Vancouver International Film Festival 2015 prepares Canadian filmmakers for the world stage

Friday 18th, September 2015 / 16:48
By Reid Duncan Carmichael
Boasting films of all sorts from around the world, it’s the Canadian films that will get people talking about VIFF.

Boasting films of all sorts from around the world, it’s the Canadian films that will get people talking about VIFF.

VANCOUVER — As the Vancouver International Film Festival (VIFF) draws closer, film enthusiasts around the city are licking their lips at the thought of seeing some of the world’s most fantastic and buzzed about films. With 350 films being showcased from 70 countries at a number of local theaters, including VIFF’s year-round home, Vancity Theatre, the festival program is stuffed with an eclectic mix of feature-lengths and shorts, Cannes-winners, and zero-budget indies stretching across all genres. Still, while the program is host to some of the best films from around the globe, films made in Canada, by Canadians, are always sure to receive an enthusiastic welcome.

Vancouver makes an obvious home for these Canadian producers, directors, and actors. The city, known as “Hollywood North,” is often garnished with a movie set or two. Still, though Vancouverites in general have a pretty good idea of the sheer amount of work and talent available within the city, it’s apparent that the film community at large doesn’t see Vancouver as the film giant that it is or could be. Enter VIFF: by encouraging the development of talented people from Vancouver and Canada and showcasing them alongside the world’s best filmmakers, the festival is preparing these local artists for the world stage.

In addition to numerous industry opportunities, including networking events and prolific guest speakers, VIFF is continuing to host the much-loved Canadian Images Series. The series simultaneously brings Canadian films to a Vancouver audience and allows for further development through things like awards and cash prizes. Last year, Vancouver local Andrew Huculiak’s Violent, which premiered at Cannes Film Festival but “came home” for VIFF, walked away with “Best Canadian Feature” which netted an $8,000 prize. This year the award will be worth $10,000 and will sit alongside a $2,000 prize for “Emerging Canadian Director.” Both are sponsored by the Directors Guild of Canada.

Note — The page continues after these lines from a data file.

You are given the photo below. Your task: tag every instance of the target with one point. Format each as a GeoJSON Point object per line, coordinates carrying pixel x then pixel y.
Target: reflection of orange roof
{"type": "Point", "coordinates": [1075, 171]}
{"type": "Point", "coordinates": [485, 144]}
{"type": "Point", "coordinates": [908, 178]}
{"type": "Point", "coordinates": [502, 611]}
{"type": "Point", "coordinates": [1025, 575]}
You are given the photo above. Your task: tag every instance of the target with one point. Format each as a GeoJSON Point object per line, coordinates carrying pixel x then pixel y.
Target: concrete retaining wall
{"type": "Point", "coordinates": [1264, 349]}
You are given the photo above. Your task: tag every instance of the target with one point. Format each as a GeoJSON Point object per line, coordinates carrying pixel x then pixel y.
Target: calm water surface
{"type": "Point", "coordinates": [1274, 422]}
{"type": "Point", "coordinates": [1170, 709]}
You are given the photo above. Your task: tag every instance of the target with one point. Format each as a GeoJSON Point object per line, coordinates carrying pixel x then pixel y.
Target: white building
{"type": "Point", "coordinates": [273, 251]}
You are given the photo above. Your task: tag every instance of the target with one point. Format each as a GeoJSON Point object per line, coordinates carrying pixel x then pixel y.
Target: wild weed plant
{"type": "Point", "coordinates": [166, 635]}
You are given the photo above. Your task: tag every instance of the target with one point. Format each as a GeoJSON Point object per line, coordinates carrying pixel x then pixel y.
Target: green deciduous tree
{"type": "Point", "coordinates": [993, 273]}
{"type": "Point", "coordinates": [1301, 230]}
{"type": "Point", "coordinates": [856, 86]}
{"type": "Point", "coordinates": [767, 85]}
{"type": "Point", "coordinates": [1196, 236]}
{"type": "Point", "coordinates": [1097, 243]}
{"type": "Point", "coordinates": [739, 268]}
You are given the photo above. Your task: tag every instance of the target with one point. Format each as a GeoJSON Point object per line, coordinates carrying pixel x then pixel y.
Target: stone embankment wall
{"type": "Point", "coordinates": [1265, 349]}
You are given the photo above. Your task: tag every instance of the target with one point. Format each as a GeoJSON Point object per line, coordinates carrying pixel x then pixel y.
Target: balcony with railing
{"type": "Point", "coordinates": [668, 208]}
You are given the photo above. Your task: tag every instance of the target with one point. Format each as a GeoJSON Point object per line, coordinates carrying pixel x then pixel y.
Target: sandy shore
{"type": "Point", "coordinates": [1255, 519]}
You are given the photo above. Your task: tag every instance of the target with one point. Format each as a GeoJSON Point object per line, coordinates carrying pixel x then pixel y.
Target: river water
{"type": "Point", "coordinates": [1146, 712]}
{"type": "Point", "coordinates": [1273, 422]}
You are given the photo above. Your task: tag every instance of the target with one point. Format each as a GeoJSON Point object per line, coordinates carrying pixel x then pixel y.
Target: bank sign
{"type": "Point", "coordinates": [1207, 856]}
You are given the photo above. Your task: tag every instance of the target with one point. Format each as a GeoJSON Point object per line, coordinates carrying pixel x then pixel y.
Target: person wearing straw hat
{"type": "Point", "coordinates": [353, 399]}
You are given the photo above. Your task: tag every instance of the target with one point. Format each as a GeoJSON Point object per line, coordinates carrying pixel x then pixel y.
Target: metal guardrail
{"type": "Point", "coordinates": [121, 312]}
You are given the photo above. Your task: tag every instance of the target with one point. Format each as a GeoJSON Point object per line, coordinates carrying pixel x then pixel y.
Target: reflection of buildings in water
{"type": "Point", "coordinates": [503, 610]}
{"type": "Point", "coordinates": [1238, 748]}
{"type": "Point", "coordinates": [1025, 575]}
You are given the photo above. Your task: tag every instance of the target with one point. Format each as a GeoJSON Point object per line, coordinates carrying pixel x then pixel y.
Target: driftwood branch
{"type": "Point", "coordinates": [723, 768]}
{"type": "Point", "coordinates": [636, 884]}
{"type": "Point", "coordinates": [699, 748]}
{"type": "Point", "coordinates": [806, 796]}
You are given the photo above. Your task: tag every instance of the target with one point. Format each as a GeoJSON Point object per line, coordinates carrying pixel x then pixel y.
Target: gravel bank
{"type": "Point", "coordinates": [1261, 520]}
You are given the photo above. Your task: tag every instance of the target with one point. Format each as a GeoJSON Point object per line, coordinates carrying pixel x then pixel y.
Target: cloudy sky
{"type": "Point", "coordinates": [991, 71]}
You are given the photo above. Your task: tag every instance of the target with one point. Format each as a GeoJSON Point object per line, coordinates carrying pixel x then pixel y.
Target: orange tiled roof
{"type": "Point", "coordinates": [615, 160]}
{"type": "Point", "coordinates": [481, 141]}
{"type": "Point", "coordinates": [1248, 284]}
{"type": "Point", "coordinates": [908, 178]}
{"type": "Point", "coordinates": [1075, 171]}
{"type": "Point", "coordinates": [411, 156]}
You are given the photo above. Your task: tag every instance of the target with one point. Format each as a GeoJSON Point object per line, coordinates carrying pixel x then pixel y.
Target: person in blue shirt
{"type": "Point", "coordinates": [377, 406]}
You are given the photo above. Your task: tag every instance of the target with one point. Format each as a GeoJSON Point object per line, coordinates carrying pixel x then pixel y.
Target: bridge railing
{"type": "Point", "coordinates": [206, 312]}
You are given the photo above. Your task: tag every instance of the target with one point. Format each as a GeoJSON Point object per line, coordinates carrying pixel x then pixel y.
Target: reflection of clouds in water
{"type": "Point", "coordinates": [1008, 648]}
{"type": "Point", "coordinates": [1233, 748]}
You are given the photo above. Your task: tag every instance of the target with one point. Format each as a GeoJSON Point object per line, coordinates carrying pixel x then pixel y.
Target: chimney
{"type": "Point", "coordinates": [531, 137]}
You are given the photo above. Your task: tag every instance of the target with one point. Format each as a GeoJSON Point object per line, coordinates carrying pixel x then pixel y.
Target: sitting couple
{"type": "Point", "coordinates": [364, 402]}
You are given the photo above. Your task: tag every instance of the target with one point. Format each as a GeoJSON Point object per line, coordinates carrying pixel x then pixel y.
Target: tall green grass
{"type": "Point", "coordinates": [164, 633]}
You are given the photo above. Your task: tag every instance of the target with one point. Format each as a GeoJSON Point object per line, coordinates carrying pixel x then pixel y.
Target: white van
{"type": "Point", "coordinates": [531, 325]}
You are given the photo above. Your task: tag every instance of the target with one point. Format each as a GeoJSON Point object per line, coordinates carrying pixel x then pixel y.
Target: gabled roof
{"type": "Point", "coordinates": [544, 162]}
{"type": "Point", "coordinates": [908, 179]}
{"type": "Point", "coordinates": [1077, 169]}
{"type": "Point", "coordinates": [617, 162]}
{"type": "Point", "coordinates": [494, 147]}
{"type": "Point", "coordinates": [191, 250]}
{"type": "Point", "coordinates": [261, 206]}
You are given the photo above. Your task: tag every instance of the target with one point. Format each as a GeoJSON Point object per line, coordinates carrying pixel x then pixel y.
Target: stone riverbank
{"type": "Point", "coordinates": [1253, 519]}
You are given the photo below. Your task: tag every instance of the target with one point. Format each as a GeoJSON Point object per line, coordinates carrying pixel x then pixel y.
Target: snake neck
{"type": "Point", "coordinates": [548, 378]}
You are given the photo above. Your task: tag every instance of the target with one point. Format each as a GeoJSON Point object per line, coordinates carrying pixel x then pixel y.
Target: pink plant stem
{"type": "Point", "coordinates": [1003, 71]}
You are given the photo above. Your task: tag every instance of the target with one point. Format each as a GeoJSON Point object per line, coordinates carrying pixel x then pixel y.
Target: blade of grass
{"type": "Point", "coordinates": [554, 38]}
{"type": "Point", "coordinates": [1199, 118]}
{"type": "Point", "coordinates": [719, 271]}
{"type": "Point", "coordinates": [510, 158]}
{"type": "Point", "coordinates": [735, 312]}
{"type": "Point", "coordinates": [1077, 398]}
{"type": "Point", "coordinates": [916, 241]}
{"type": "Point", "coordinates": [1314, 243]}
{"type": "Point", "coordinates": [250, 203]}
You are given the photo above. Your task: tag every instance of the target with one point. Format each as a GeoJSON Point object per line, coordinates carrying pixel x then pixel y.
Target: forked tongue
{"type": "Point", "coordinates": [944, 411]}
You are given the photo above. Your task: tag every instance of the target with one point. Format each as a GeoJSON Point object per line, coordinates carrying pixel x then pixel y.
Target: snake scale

The series will welcome premieres from many filmmakers, including Chelsea McMullan (Michael Shannon Michael Shannon John), Alexander Carson (O, Brazen Age), and Alex Williams (The Pass System). It also features debuts from “Canadian maverick” Guy Maddin (The Forbidden Room), and award winning-artists Sean Garrity (Borealis) and Alan Zweig (Hurt).

If you plan on checking out any series at VIFF, this may be the one. Supporting our local film community should be a priority, especially for film fanatics that want to get more involved in the huge, but mostly underground, film community of Vancouver. Plus you could always get an “I remember [insert filmmaker here] before they went Hollywood” out of it if you follow and support the development of some of these great artists. Still, VIFF is and always will be the ultimate film hipster, finding and sharing the best of Canadian film before the rest of the world sees it. So thanks, VIFF. Just don’t brag about it.